Bestes Schweizer Ferienhotel ist das Castello del Sole in Ascona. Bei den Nice-Price-Ferienhotels bleibt der Vitznauerhof vorn, bei den Wellnesshotels das Grand Resort Bad Ragaz, bei den Stadthotels The ­Dolder Grand und bei den Familienhotels das Albergo Losone. Zu den interessantesten Neuen zählen The Woodward Hotel in Genf, das ­Kempinski Palace in Engelberg, das Bergwelt in Grindelwald und das Parkhotel Margna in Sils-Baselgia. Jedes dieser Häuser ist auf seine Art eine enorme Bereicherung für die helvetische Hotelszene.

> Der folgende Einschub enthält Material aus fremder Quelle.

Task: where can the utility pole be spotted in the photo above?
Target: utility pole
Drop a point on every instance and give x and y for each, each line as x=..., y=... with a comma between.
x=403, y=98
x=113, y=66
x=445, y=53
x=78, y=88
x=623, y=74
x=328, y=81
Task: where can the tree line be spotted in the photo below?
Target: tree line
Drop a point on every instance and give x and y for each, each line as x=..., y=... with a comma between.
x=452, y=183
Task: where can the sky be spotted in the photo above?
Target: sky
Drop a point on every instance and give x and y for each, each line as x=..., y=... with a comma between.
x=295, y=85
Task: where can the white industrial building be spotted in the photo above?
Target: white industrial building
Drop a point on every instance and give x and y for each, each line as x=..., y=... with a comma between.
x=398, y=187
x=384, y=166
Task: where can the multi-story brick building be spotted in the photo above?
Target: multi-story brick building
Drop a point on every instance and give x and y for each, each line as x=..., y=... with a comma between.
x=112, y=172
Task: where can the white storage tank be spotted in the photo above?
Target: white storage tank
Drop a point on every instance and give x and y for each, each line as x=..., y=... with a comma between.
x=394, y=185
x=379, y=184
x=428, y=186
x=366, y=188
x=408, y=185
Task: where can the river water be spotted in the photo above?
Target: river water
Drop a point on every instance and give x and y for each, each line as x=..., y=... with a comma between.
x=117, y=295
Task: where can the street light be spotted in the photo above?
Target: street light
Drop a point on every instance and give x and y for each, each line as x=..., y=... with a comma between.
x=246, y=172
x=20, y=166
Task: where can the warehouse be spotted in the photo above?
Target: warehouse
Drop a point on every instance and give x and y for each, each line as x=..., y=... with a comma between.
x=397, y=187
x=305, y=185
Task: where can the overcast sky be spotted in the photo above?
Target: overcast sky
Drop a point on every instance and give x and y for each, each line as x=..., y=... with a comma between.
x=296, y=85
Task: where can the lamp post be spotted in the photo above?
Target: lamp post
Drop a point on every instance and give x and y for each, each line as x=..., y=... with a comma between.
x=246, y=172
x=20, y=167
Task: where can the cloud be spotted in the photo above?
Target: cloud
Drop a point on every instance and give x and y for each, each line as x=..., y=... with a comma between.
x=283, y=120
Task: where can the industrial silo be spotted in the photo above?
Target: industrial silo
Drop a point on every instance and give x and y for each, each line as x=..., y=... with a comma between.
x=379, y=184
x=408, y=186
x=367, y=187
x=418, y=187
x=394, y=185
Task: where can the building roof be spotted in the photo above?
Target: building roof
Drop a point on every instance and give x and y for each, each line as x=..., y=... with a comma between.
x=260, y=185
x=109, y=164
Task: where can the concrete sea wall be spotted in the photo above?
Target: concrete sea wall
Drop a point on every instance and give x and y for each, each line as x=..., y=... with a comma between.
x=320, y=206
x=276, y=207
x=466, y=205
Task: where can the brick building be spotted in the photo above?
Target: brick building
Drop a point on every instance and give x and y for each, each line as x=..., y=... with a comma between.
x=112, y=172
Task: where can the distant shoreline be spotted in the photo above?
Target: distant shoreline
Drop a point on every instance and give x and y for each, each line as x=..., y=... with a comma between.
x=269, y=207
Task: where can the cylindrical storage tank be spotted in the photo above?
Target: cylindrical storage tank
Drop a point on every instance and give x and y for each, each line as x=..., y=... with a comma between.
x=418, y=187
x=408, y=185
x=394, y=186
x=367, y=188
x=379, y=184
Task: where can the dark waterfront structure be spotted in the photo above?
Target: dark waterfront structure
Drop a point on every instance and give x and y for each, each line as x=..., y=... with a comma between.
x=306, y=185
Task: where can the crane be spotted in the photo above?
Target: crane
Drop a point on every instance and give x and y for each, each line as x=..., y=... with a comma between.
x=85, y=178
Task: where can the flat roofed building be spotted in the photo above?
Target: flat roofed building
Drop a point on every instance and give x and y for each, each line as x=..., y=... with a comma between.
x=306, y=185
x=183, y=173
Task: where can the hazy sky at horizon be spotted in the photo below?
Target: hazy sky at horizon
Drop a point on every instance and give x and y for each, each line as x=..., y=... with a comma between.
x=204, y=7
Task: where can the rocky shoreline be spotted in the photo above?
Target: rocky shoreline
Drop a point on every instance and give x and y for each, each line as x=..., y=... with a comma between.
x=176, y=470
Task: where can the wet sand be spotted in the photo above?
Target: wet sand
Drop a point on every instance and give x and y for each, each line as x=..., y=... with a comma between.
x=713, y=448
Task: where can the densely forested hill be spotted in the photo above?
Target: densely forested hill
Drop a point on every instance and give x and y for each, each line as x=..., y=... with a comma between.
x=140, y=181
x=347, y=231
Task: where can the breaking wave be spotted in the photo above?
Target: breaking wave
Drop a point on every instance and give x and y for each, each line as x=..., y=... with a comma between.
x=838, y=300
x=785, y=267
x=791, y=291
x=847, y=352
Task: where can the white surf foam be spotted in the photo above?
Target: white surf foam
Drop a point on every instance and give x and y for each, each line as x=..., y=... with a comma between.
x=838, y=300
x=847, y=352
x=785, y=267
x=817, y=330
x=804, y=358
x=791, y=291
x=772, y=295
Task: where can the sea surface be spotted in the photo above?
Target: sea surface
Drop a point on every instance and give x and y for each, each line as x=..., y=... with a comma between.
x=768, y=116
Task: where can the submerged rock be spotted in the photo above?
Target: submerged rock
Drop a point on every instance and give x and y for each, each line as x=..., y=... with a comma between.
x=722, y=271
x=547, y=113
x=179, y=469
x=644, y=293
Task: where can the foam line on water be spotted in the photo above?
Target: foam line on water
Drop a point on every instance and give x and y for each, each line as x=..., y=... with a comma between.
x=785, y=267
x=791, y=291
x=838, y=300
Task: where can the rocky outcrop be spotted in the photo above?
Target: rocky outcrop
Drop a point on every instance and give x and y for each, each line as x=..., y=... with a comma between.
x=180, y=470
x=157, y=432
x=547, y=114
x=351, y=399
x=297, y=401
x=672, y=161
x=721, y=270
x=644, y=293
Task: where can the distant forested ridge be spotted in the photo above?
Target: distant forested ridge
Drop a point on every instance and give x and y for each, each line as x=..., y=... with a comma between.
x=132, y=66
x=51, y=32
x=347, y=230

Bei anderen interessanten Objekten haben wir entschieden, vorerst die weitere Entwicklung abzuwarten. So zum Beispiel beim Luzerner Château Gütsch. Oder beim Park Gstaad, das zum Verkauf steht. Four Seasons soll sich für das Management im Mammutchalet interessieren.

 

Hotel des Jahres ist Le Grand ­Bellevue in Gstaad, das von Märchenprinzen zweimal vor dem Untergang gerettet wurde und heute ein Traumhotel ist. Hotelier des Jahres ist Giuseppe Rossi vom Splendide Royal in Lugano, ein auch international hoch angesehener Mann von Welt. Koch des Jahres ist Sven Wassmer (Memories, Grand Resort Bad Ragaz), Concierge des Jahres ist ­Alexander Piderit (Kronenhof, Pontresina), Newcomer des Jahres ist ­Andreas Magnus (Kempinski Palace Engelberg), Aufsteiger des Jahres sind Luzi und Simona Seiler (Parkhotel Margna, Sils-Baselgia), das Comeback des Jahres gibt Reto ­Kocher im Mövenpick Basel. Der Lifetime Award schliesslich geht an Marco Torriani, jahrzehntelang eine der ganz grossen Persönlichkeiten der Schweizer Tophotellerie.

 

Während das Schweizer Hotel­rating mittlerweile zum 26. Mal 

in der SonntagsZeitung erscheint, feiern wir ein kleines Jubiläum: Unter dem Titel «Die 100 besten Hotels der Schweiz» bringt der Weber Verlag, Thun, das Rating zum zehnten Mal auch in Buchform heraus. Im vergangenen halben Jahrhundert habe ich als Publizist und Buchautor mehrere Verlage kennengelernt. Die Zusammenarbeit war meist gut bis sehr gut. Doch wenn ich heute zurückblicke, komme ich zum Schluss: Nirgends war sie so perfekt wie in den zehn Jahren mit dem Weber Verlag. Nirgends war sie fachlich wie menschlich derart inspirierend und erspriesslich. Dafür danke ich meiner Verlegerin Annette Weber und den Profis in ihrem perfekt eingespielten Team herzlich. Und ich freue mich auf die weitere Zusammenarbeit.

 

Nun wünsche ich Ihnen viel Freude mit dem neuen Hotelführer.